In the June 2009 edition of Photonics Spectra, Hank Hogan writes about chirality, or the preferred winding direction of biological molecules. He states:
Many molecules, organic and otherwise, exhibit chirality, or handedness. This leads to circular polarization of scattered light. Inorganic materials are a jumble of left- or right-handedness, and the resulting aggregate circular polarization is almost nonexistent.
That’s not the case for living things, however. Life is self-replicating, Sparks said. That leads to selection pressure for either left- or right-handed versions of a particular biomolecule. All known life on Earth, for example, uses only left-handed amino acids in proteins and right-handed sugars in nucleic acids.
The purpose of Hogan’s article was to describe the physics behind the search for life on other planets. The fact that chirality exists at all demonstrates the importance of geometry in molecular structures.
It follows that if living organisms build specific geometries of molecules, then those particular geometries represent the ideal state for molecules, which will appear in the diets of other living organisms.
Udo Erasmus, in his book, Fats That Heal, Fats That Kill, explains in detail the importance of curved fat molecules in the diet.

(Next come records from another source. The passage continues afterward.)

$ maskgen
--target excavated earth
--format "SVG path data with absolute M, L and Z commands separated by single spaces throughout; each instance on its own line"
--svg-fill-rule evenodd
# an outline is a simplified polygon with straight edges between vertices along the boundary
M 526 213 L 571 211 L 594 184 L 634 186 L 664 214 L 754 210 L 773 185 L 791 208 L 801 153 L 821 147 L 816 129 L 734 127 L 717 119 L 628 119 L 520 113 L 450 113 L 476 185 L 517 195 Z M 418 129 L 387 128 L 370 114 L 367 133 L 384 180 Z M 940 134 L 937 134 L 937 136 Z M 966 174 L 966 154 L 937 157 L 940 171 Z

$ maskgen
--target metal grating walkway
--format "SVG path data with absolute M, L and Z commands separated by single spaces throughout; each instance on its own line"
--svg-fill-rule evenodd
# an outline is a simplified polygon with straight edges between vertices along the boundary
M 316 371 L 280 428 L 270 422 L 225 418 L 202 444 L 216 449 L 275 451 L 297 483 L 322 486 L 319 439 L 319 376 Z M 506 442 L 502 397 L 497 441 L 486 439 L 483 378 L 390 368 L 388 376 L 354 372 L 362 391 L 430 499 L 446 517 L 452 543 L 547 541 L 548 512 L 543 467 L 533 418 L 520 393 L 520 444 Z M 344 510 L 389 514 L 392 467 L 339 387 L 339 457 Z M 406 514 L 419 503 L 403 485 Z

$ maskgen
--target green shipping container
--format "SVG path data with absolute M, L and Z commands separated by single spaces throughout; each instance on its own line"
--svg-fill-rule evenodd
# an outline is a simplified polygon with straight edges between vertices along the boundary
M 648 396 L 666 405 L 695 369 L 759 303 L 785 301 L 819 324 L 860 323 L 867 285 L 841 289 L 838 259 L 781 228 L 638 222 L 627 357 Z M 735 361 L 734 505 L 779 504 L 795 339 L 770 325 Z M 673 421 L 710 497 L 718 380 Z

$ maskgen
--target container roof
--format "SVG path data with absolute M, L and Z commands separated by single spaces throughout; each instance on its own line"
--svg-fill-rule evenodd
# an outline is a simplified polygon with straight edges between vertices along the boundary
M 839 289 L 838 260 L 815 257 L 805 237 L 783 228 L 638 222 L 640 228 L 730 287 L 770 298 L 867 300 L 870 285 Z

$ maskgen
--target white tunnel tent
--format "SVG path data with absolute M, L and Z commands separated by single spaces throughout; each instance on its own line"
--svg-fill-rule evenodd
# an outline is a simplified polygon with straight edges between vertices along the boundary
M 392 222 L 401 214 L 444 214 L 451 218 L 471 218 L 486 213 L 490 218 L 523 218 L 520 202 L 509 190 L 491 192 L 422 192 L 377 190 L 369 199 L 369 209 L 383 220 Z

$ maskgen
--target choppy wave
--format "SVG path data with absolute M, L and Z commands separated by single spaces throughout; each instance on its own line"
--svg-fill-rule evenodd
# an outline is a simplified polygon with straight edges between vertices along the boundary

He cites research, which reveals fat molecules alter to a straight geometry when heated. Thus fried fats are dangerous to the body because the fat molecule geometry altered to a straight geometry, which means the fats will now solidify at a warmer temperature. Solidified fats in a body means clogged arteries, clogged organs, and clogged joints.
The chirality observation of specific molecules in living organisms also suggests healing technologies involving rotating magnetic fields. It follows that some weakened molecules might be conditioned to ideal chirality if they are treated with a rotating magnetic field, which might reform molecules to their ideal geometry.
DNA is another important molecular structure of the body. It too, possesses the property of chirality in the form of a double helix. As living organisms age, the DNA and RNA tend to become brittle and malformed. Scientific experiments with DNA demonstrate its return to suppleness and flexibility when exposed to rotating magnetic fields.